弁護士雑感

018

弁護士の佐藤です。

昨日、「秘密の隠れ家」をコンセプトにしたバーの店舗情報がグルメ情報サイト「食べログ」に掲載され、削除要請にも応じなかったのは不当だとして、バーを経営する大阪市内の会社がサイト運営会社「カカクコム」に掲載情報の削除と330万円の損害賠償を求めた訴訟の判決があり、大阪地裁は「違法性は認められない」として原告側の請求を棄却しました。

判決理由で「掲載後に想定しないような客の訪問があった」と認めながらも、原告側が自らホームページで店名、所在地、電話番号、店内写真などを公開していると指摘し、公開情報であれば掲載するという方針から削除要請に応じなかったカカクコム側の対応について、「悪質とはいえず、違法と評価することもできない」としています。

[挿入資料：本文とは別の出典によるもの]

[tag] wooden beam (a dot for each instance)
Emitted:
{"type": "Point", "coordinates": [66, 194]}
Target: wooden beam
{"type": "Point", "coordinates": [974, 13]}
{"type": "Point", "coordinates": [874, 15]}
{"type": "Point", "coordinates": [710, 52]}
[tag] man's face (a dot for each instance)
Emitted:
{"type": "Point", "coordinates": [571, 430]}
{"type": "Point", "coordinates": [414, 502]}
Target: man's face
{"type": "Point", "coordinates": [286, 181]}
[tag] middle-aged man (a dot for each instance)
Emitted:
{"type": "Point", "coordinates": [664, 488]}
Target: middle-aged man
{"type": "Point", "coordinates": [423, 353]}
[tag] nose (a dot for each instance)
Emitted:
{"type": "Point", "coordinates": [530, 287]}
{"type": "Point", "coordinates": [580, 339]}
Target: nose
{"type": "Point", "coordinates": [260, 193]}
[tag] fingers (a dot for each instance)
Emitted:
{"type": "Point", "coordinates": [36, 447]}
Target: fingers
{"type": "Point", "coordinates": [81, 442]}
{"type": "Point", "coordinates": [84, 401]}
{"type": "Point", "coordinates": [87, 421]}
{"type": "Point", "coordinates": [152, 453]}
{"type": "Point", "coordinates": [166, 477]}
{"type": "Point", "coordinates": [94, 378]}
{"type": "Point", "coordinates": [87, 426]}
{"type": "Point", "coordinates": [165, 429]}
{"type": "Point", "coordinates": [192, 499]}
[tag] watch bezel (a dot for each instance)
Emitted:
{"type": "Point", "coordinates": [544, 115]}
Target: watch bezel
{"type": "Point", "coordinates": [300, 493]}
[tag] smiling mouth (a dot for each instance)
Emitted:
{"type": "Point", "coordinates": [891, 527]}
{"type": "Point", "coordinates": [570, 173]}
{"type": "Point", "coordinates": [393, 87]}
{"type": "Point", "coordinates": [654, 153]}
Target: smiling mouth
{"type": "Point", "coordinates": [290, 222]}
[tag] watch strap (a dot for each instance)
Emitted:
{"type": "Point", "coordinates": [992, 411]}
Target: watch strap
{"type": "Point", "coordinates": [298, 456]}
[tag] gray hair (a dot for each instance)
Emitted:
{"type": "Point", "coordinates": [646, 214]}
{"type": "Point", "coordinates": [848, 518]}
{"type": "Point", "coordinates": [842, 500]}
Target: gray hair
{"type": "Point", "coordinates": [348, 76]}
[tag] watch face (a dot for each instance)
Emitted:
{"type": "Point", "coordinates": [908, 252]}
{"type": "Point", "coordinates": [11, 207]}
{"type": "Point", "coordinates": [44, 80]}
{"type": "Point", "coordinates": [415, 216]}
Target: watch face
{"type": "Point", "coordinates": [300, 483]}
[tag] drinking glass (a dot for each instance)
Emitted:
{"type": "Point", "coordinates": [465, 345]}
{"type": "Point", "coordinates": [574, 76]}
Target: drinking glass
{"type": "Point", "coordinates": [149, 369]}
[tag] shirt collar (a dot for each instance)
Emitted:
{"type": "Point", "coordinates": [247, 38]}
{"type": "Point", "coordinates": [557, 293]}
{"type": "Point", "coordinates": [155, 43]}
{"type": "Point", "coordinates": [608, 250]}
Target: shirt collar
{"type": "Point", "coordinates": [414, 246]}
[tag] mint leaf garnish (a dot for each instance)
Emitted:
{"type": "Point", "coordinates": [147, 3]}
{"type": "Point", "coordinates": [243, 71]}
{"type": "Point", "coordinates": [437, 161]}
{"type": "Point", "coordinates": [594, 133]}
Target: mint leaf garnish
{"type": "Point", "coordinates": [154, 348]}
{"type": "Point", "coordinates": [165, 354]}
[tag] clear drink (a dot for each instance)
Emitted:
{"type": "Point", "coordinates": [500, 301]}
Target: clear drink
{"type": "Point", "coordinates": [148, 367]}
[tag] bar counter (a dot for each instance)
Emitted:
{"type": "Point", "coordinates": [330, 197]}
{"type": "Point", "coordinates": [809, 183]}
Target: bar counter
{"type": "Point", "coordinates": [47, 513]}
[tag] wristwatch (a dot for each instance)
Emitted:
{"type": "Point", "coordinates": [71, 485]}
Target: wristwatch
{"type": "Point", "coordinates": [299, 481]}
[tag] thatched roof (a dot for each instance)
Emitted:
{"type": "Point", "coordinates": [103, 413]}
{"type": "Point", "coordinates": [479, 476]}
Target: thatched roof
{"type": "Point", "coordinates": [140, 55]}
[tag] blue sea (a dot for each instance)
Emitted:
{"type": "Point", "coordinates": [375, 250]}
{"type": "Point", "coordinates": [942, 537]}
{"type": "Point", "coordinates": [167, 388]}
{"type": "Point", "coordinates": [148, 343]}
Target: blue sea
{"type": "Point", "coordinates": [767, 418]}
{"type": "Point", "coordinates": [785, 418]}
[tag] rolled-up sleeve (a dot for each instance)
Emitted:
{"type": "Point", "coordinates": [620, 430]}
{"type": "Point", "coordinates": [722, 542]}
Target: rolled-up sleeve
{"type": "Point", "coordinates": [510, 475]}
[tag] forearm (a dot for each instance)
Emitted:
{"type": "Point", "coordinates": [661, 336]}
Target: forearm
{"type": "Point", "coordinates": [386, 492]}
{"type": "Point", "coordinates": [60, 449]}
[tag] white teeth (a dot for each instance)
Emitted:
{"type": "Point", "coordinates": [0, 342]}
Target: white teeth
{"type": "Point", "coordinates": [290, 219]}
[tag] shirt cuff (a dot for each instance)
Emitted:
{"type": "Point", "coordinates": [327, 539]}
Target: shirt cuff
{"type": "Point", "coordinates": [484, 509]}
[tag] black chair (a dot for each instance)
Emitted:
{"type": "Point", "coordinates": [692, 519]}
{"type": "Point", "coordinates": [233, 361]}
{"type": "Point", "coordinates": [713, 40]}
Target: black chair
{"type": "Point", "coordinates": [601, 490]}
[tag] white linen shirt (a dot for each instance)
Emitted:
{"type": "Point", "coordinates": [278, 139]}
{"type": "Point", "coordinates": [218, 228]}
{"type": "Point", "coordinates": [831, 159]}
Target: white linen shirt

判決によると、バーは平成22年6月に開業し、看板はなく、オートロック式の鉄扉を店員に解錠してもらい入店するシステムで、常連客や紹介客をメーンに営業していました。バーは客に口コミを投稿しないよう呼びかけていたが、客とみられる人が24年11月に店内写真や入店方法の感想を食べログに投稿し、バー側は削除を求めましたが、カカクコムは「表現の自由の範囲内だ」として応じなかったため、提訴に至ったという経緯です。

正直、疑問に思う判決ですね。表現の自由といっても、お客さんの投稿だし、お店にはいくらホームページで所在地などを公開していたとしても、公開するところと公開しないところは明確に分けていたと思います。そういった、お店の営業権は侵害されているように思い、損害賠償請求は認めなくても、削除請求は認容されてもよかったように思います。

今後どうなるかわかりませんが、最高裁の判断をみてみたいですね。